European data protection landscape rocked by CJEU decisions

Earlier this month, the Court of Justice of the European Union (CJEU) delivered two judgments in the space of a week which have profound effects for any EU-based business which processes personal data. You can read our detailed analysis of the decisions in Schrems v Information Commissioner and Weltimmo v Hungarian Data Protection Authority  here.

Opinion published on C-SIG draft Code of Conduct for Cloud Computing

The Data Protection Code of Conduct for Cloud Service Providers (the Code) was produced by C-SIG, the EU working group of cloud industry representatives, and submitted to the EU's Article 29 Working Party (WP29) for an Opinion in January 2015.

Whilst WP29 recognised that the Code contained important data protection guidance for cloud providers operating in Europe and would help them demonstrate compliance with the relevant rules, it felt that further work was needed, particularly in respect of clarifying where responsibilities lie between data controllers and cloud providers in the event of a data protection violation. WP29 also found the Code lacking in detail with regard to data portability, transparency on the location of data processing, and the requisite security measures to be implemented by cloud providers.

C-SIG is expected to amend the Code in line with WP29's Opinion and to publish a final version by the end of October 2015. Both the Opinion and the draft Code can be accessed here.

ICO advises organisations to begin preparing for the GDPR

In a recent ICO blog post, Deputy Information Commissioner, David Smith, suggested that businesses start planning now in order to mitigate the impact of the General Data Protection Regulation (GDPR), which is likely to come into force from mid-to-late 2018. He encouraged organisations to consider the following five areas in particular:

  1. Consent and control: businesses should prepare for the heightened consent requirements of the GDPR by assessing how far and where they rely on customer consent, how this is documented and how far customers are able to control their personal information;
  2. Accountability: Record-keeping will be a key part of compliance with the GDPR and organisations should ensure that procedures are well-documented and data handling processes are transparent;
  3. Staffing: Not every organisation will be required to have a data protection officer – but all businesses should make sure they have enough data protection expertise at their fingertips to understand and comply with the new GDPR requirements;
  4. Privacy by design: Businesses should analyse their systems and procedures to make sure that data protection requirements are complied with as a matter of course. Privacy impact assessments should be used to effectively identify and minimise privacy risks;
  5. Breach management: With breach notification to become compulsory, the ICO recommends both implementing a breach management process and putting in place preventative technical and organisational security measures.

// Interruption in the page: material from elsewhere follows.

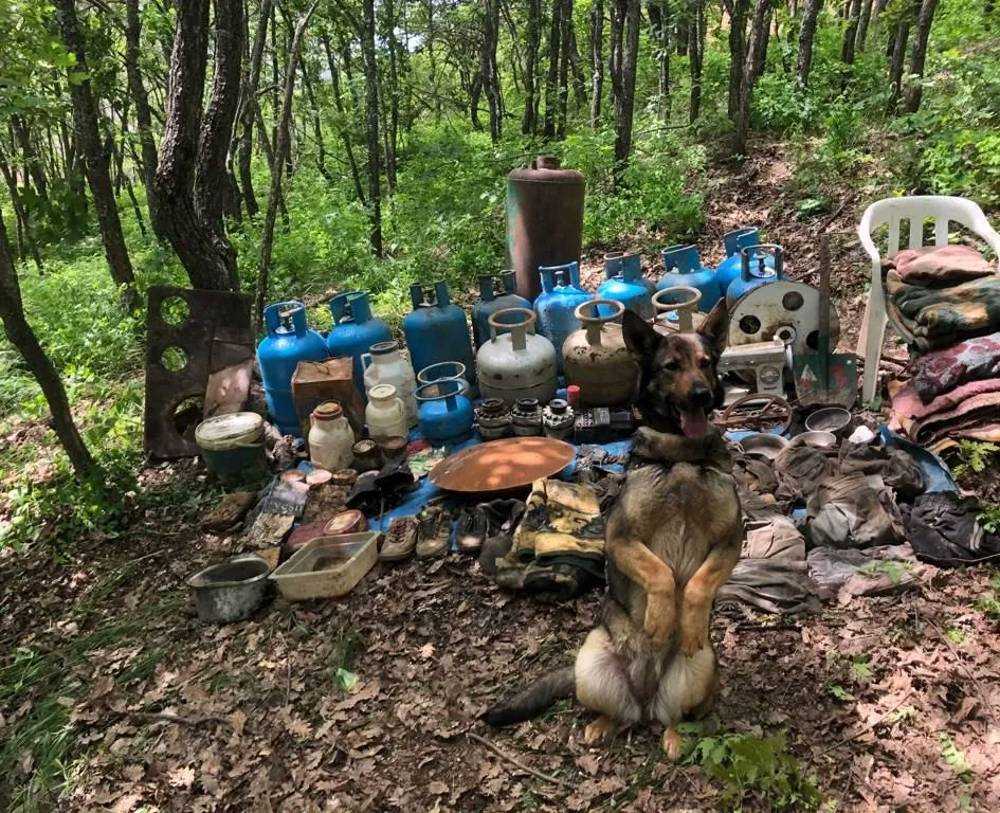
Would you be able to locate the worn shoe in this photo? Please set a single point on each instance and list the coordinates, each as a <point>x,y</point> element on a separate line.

EU and Parliamentary inquiries held into online platforms

A European Commission consultation is to consider the social and economic roles of online platforms, analyse the liability of intermediaries in relation to illegal content hosted online and to explore how the free flow of data in the EU might be improved. The Commission will incorporate the information obtained into its planned 2016 initiatives on the formulation of a European Cloud and the free movement of data. The consultation will remain open until 30 December 2015.

The House of Lords EU Internal Market Sub-Committee is also running an inquiry into online platforms, which aims to investigate how they operate, how they use data and their impact on consumers. Oral evidence sessions will run until December 2015 and a report is expected in spring 2016.

Online pharmacy fined for selling customer data without consent

In the first Monetary Penalty Notice imposed for breach of the first principle of the Data Protection Act, the ICO has fined Pharmacy 2U £120,000 for selling the details of more than 20,000 of its customers to various organisations through a data broker. Over 100,000 records were offered for sale, in batches of 1,000, and the customer database was advertised as featuring individuals suffering from specified illnesses.

The ICO decided that Pharmacy 2U had failed to process its customer data fairly and lawfully in accordance with the first principle of the Data Protection Act, as customers had not been informed that their personal data would be sold to third party organisations and therefore did not provide informed consent.

Speaking recently to a House of Commons Select Committee on fundraising in the charitable sector, Information Commissioner, Christopher Graham, expressed concern that financial penalties are not sufficient, and asked the Government for powers to imprison those who trade personal information unlawfully.